A 3-month-old African American boy is brought to the clinic with white spots on his face for one month (Figure 135-1). The child is otherwise in great health, eating well and gaining weight. The mother was negative for HIV during pregnancy. On physical exam, there are hypopigmented patches on the face especially at the hair line and under the eyebrows. There is visible scale in each of these patches. The hypopigmentation occurs secondary to the toxic effect of the Malassezia (Pityrosporum) on the melanocytes (as seen in tinea versicolor). The diagnosis of seborrheic dermatitis is made and treatment is begun with appropriate topical agents to treat the inflammation and the Malassezia. The mother is told to shampoo the infant’s hair with a selenium-based shampoo every 1 to 2 days and to apply 1 percent hydrocortisone cream to the hypopigmented areas twice daily for the next 2 weeks. At a 2-week follow-up, the scale is gone and the hypopigmentation is resolving.

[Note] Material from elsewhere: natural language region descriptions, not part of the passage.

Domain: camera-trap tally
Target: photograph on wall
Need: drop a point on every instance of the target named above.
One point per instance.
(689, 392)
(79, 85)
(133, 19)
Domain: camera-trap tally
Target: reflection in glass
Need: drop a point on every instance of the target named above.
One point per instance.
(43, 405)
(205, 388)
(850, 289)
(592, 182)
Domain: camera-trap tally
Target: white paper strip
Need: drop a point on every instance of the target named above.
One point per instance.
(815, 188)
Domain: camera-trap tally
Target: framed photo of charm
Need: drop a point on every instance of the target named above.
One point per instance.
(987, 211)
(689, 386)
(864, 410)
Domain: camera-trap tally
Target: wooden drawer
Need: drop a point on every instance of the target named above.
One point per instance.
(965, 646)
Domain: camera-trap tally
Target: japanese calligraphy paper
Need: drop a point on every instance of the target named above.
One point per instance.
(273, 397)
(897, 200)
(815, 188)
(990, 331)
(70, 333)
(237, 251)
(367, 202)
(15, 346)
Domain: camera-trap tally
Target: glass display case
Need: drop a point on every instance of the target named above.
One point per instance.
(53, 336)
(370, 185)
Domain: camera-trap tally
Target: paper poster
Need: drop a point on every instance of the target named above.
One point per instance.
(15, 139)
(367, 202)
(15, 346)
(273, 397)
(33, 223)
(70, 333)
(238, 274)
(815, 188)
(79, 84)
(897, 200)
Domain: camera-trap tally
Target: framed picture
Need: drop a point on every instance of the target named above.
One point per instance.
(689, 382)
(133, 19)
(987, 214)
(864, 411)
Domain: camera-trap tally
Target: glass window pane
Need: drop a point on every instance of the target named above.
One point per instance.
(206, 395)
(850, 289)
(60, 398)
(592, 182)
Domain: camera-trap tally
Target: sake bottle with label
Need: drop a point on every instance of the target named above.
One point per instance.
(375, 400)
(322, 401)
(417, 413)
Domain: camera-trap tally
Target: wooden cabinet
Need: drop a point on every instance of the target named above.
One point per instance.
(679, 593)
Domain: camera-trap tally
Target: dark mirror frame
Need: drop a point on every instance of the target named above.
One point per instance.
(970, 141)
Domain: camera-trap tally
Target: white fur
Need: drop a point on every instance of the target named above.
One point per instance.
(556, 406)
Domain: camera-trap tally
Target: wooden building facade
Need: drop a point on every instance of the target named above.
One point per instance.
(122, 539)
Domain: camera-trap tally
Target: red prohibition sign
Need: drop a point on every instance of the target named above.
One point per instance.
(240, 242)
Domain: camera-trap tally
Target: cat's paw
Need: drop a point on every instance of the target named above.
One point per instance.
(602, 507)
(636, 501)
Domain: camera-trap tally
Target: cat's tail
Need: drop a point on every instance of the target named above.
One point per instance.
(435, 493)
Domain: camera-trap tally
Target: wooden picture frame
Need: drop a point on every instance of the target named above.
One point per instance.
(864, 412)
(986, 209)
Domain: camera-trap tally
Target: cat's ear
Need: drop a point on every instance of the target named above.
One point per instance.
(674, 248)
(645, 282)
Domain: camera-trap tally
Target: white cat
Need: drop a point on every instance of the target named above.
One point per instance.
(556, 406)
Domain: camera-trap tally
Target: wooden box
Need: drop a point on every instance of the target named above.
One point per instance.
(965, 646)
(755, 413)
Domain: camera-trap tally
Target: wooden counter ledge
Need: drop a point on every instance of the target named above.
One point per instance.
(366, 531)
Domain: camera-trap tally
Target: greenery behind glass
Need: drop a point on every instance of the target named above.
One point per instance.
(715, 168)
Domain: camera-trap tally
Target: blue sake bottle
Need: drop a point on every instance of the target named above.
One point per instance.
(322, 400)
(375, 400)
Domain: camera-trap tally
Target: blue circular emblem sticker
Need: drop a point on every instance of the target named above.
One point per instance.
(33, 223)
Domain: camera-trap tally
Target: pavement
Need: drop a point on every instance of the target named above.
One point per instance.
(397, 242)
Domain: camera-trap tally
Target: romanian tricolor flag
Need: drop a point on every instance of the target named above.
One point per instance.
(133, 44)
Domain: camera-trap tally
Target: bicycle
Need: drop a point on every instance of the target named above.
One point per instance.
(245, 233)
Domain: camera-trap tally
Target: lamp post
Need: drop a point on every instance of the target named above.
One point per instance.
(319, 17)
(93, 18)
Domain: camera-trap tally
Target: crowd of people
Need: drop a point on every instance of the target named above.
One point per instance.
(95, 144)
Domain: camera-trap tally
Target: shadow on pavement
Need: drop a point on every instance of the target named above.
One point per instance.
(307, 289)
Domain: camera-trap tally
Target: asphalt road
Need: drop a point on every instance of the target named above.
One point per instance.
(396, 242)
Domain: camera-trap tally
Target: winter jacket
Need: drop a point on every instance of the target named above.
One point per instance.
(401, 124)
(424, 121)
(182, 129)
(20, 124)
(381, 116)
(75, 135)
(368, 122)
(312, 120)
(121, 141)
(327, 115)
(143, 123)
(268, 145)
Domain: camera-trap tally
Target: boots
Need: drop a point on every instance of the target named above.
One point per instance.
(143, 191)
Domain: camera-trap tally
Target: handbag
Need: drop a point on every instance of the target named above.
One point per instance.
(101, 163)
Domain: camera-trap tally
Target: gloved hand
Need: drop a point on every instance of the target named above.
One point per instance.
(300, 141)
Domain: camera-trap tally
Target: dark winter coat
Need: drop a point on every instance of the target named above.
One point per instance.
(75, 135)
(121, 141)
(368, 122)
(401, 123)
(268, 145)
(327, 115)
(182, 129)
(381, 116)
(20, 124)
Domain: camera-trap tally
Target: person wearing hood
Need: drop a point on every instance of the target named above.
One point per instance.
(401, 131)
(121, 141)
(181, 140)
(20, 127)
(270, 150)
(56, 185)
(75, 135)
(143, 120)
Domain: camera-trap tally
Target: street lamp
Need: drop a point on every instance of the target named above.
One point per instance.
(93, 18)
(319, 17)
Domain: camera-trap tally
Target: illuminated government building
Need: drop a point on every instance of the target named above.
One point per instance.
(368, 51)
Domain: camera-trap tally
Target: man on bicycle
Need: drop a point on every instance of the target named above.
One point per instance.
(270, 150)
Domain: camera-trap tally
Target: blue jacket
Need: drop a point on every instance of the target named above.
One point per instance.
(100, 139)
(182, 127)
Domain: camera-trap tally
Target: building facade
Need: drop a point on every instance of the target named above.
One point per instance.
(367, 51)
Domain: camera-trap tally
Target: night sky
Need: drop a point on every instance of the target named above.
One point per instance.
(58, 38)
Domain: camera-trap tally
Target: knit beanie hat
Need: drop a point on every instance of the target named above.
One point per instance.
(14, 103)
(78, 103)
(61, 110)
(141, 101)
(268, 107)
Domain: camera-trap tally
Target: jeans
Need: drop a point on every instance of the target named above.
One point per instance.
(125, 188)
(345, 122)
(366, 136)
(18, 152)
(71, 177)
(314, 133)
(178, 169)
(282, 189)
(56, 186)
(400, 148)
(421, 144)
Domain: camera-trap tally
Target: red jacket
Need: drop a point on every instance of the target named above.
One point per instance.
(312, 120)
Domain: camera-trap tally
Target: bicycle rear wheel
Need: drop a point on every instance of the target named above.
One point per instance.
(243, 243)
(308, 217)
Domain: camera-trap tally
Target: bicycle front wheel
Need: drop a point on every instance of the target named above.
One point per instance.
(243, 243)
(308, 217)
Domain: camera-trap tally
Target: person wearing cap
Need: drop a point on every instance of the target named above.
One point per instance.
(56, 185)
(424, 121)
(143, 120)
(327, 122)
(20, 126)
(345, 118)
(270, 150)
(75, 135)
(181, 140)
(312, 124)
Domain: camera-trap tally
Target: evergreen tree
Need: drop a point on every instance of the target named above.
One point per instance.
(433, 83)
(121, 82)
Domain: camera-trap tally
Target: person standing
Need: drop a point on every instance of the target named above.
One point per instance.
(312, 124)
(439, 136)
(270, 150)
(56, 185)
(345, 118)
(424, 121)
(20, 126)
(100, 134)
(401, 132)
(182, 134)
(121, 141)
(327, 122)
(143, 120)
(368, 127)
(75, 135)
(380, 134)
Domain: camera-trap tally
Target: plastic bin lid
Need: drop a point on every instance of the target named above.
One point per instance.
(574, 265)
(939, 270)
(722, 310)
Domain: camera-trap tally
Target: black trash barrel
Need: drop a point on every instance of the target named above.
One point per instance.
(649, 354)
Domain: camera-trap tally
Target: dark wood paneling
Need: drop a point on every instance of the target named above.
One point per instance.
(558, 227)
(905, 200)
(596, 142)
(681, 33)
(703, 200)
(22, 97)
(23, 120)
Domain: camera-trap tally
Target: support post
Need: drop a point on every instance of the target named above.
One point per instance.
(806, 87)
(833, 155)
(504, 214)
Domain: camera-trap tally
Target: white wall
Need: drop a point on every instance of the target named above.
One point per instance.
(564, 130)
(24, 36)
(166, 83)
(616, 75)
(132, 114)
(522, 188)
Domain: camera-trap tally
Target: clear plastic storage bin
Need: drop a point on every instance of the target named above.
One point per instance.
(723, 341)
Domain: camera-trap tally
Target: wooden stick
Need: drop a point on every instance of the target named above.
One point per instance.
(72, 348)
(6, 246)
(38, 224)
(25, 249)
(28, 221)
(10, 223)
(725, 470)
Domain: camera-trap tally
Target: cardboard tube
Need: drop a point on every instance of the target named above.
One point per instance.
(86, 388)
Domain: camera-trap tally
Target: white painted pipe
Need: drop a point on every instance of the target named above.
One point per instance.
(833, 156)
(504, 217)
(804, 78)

A 13-year-old African American boy presented to clinic with a mildly pruritic central facial rash and scalp dandruff that had persisted for two years (Figure 135-2). There was no history to suggest an allergic contact dermatitis or drug allergy. On physical exam, confluent scaling and erythema with areas of hypopigmentation were noted in the naso-mesial folds and over the eyebrows. Additionally, diffuse scaling and erythema were noted throughout the scalp. The patient was diagnosed with seborrheic dermatitis. Patients with more pigmentation often show a raised lateral margin reminiscent of the advancing border of dermatophyte infections and subsequent postinflammatory hypopigmentation that can be temporarily disfiguring. This patient responded to ketoconazole 2 percent cream applied twice daily to the face and other non-hair-bearing areas and ketoconazole 2 percent shampoo twice weekly for his scalp. His hypopigmentation improved over time.
FIGURE 135-2
Seborrheic dermatitis in a 13-year-old boy demonstrating confluent scaling and erythema along with areas of hypopigmentation. Patients with more pigmentation often show a raised lateral margin reminiscent of the advancing border of dermatophyte infections and subsequent post-inflammatory hypopigmentation that can be temporarily disfiguring. (Image used with permission from Robert Brodell, MD.)
Seborrheic dermatitis is a common, chronic, relapsing dermatitis affecting sebum-rich areas of the body. Children and adults, males and females may be affected. Presentation may vary from mild erythema to greasy scales, and rarelyas erythroderma. Treatment is targeted to reduce inflammation and irritation, as well as to eliminate Malassezia fungus, whose exact role is not completely understood.
The prevalence of seborrheic dermatitis was 10 percent in children from infancy to 5 years of age in a skin survey of over 1,000 children in Australia. The highest rate was in the first 3 months of life, decreasing rapidly by the age of 1 year, after which it slowly decreased over the next 4 years. Most (72%) had disease classified as minimal to mild. Cradle cap occurred in 42 percent of the children examined, with 86 percent categorized as minimal to mild only.1
Prevalence of scalp seborrheic dermatitis in a survey of male adolescents in Brazil was 11 percent. The prevalence was higher in persons with white skin and a higher body fat content.2
Seborrheic dermatitis affects 1 to 3 percent of the general population, 3 to 5 percent of young adults, and 20 to 83 percent of patients with AIDS.3
Seborrheic dermatitis is a chronic, superficial, localized inflammatory dermatitis that is found in sebum-producing areas of the body.
The actual cause of seborrheic dermatitis is not well understood. It appears to be related to the interplay between host susceptibility, environmental factors, and local immune response to antigens.4–6
Patients with seborrheic dermatitis may be colonized with certain species of lipophilic yeast of the genus Malassezia; however, Malassezia is considered normal skin flora and unaffected persons also may be colonized.
Recent evidence suggests that Malassezia may produce different irritants or metabolites on affected skin.6
The clinical diagnosis is made by history and physical examination. Figures 135-3 and 135-4 reveal erythema and scale across the eyebrows, forehead, central face, and scalp. Biopsy is not generally indicated unless ruling out other possibilities (see the following section “Differential Diagnosis”).